Advocates Ask Federal Trade Commission To Halt GPT-4

Earlier this week, dozens of prominent technology executives including Twitter CEO Elon Musk urged developers to voluntarily suspend efforts to create artificial intelligence more powerful than Open AI's large language model software known as GPT-4.

The advocacy group Center for AI and Digital Policy is now calling for more drastic action. In a complaint filed Thursday, the group urged the Federal Trade Commission to halt further commercial releases of GPT-4.

GPT-4, which was commercially released on March 13, “is biased, deceptive, and a risk to privacy and public safety,” the organization writes.

“The outputs cannot be proven or replicated. No independent assessment was undertaken prior to deployment,” the complaint continues.

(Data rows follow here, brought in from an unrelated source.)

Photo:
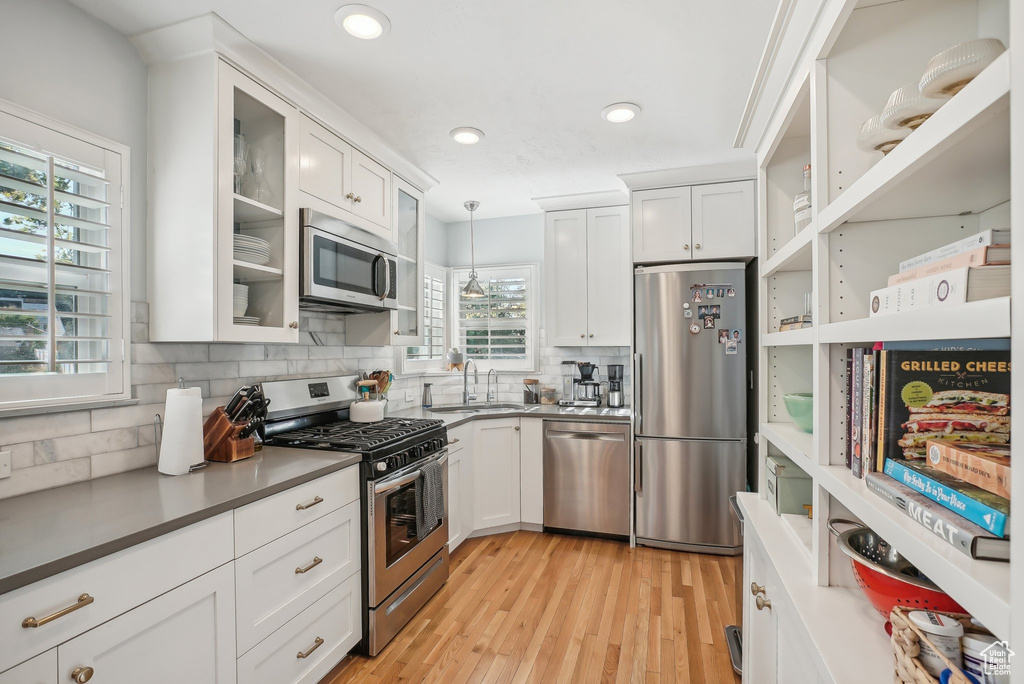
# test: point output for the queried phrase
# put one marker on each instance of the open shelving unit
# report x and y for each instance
(949, 178)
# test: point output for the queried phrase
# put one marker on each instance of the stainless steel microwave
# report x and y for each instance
(344, 269)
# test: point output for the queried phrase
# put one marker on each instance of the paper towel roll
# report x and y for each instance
(182, 439)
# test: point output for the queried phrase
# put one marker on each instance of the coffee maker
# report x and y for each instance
(616, 397)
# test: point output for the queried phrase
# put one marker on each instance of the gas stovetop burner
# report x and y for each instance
(348, 436)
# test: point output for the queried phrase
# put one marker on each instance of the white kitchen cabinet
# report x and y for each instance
(460, 484)
(40, 670)
(338, 179)
(662, 225)
(197, 107)
(185, 635)
(496, 473)
(531, 470)
(588, 275)
(404, 326)
(723, 220)
(760, 629)
(698, 222)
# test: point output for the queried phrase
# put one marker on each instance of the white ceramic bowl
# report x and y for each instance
(908, 109)
(873, 136)
(952, 69)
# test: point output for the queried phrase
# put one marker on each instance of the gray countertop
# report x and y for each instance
(600, 414)
(46, 532)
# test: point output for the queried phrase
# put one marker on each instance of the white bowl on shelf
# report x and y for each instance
(908, 109)
(952, 69)
(873, 136)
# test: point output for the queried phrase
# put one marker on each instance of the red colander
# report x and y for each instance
(887, 578)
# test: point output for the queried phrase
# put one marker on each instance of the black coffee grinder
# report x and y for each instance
(616, 397)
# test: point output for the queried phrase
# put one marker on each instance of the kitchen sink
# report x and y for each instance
(476, 408)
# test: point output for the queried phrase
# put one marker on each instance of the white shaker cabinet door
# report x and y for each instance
(723, 220)
(565, 278)
(662, 225)
(496, 473)
(185, 635)
(40, 670)
(326, 163)
(372, 189)
(609, 278)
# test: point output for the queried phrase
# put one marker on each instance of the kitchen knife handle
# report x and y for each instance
(637, 468)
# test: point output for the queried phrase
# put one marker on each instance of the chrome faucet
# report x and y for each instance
(492, 395)
(466, 396)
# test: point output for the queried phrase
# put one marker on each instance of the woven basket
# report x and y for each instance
(906, 638)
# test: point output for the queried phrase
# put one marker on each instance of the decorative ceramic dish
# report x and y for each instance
(875, 136)
(908, 109)
(952, 69)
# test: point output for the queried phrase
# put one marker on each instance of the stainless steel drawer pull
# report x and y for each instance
(302, 507)
(316, 561)
(83, 601)
(316, 644)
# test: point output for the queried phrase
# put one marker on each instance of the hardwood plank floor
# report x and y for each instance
(526, 607)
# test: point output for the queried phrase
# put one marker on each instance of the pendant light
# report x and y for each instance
(472, 288)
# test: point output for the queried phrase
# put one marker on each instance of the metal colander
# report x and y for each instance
(887, 578)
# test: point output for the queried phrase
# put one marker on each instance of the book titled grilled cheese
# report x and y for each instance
(940, 396)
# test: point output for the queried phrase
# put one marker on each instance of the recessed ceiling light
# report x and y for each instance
(466, 135)
(620, 113)
(363, 22)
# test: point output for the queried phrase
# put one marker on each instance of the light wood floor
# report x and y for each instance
(535, 607)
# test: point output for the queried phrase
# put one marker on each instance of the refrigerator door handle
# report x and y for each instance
(637, 469)
(638, 392)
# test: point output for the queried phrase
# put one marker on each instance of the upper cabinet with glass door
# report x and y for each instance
(223, 228)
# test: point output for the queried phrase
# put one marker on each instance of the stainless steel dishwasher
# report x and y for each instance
(587, 477)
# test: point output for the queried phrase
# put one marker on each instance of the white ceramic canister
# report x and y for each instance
(942, 631)
(974, 660)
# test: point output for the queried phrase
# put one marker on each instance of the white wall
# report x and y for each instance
(508, 240)
(72, 67)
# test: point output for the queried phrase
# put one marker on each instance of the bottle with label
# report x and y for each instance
(802, 203)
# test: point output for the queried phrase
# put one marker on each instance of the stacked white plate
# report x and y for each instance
(241, 300)
(252, 250)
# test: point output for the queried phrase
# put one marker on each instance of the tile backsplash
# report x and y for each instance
(51, 450)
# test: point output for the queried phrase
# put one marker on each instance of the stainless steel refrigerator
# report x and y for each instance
(690, 405)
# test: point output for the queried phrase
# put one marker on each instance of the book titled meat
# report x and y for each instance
(985, 466)
(943, 396)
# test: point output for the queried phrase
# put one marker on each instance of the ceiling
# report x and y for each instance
(534, 75)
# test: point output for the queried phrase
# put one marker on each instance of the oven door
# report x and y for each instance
(340, 270)
(394, 552)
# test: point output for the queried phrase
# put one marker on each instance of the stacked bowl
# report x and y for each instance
(911, 104)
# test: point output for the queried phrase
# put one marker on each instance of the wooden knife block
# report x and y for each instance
(221, 441)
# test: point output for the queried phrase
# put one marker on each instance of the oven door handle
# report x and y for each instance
(402, 480)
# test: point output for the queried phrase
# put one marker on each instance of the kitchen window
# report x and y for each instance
(64, 292)
(498, 331)
(430, 353)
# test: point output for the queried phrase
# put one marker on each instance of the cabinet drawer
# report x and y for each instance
(270, 588)
(40, 670)
(116, 584)
(459, 437)
(274, 516)
(332, 625)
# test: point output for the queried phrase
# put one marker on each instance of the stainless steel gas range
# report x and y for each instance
(402, 567)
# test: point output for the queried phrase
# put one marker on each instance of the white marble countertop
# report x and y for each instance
(46, 532)
(600, 414)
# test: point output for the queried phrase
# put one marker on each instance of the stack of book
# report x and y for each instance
(796, 323)
(929, 429)
(970, 269)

The Center for AI and Digital Policy -- founded by longtime privacy advocate Marc Rotenberg -- argues in the complaint that Open AI is aware of some risks posed by GPT-4, including that the model can reinforce harmful stereotypes, enable hackers to develop malware, and make it easier for propagandists to generate “highly realistic, deceptive content.”

The complaint cites numerous outside studies, as well as blog posts by Open AI itself.

For instance, the petition calls attention to a November Open AI post warning that ChatGPT -- which can generate content -- “will sometimes respond to harmful instructions or exhibit biased behavior.”

The petition also notes that Open AI recently said artificial intelligence systems “will have even greater potential to reinforce entire ideologies, worldviews, truths and untruths, and to cement them or lock them in, foreclosing future contestation, reflection, and improvement.”

The advocacy organization's request comes as recent gains in artificial intelligence have left the technology poised to disrupt numerous industries.

A recent paper by researchers from Open AI, OpenResearch and the University of Pennsylvania concluded that artificial intelligence models “could have notable economic, social, and policy implications.”

“Our findings indicate that approximately 80% of the U.S. workforce could have at least 10% of their work tasks affected by the introduction of GPTs, while around 19% of workers may see at least 50% of their tasks impacted,” an abstract of the paper states. “The influence spans all wage levels, with higher-income jobs potentially facing greater exposure.”

Musk and other technology executives calling for a pause on artificial intelligence -- including Apple co-founder Steve Wozniak and Pinterest co-founder Pinterest co-founder Evan Sharp -- also pointed to the potential impact on employment. 

“Should we let machines flood our information channels with propaganda and untruth?” the signatories ask. “Should we automate away all the jobs, including the fulfilling ones?”

The U.S. Chamber of Commerce separately issued a recent call to regulate artificial intelligence, writing: “If appropriate and reasonable protections are not put in place, AI could adversely affect privacy and personal liberties or promote bias.”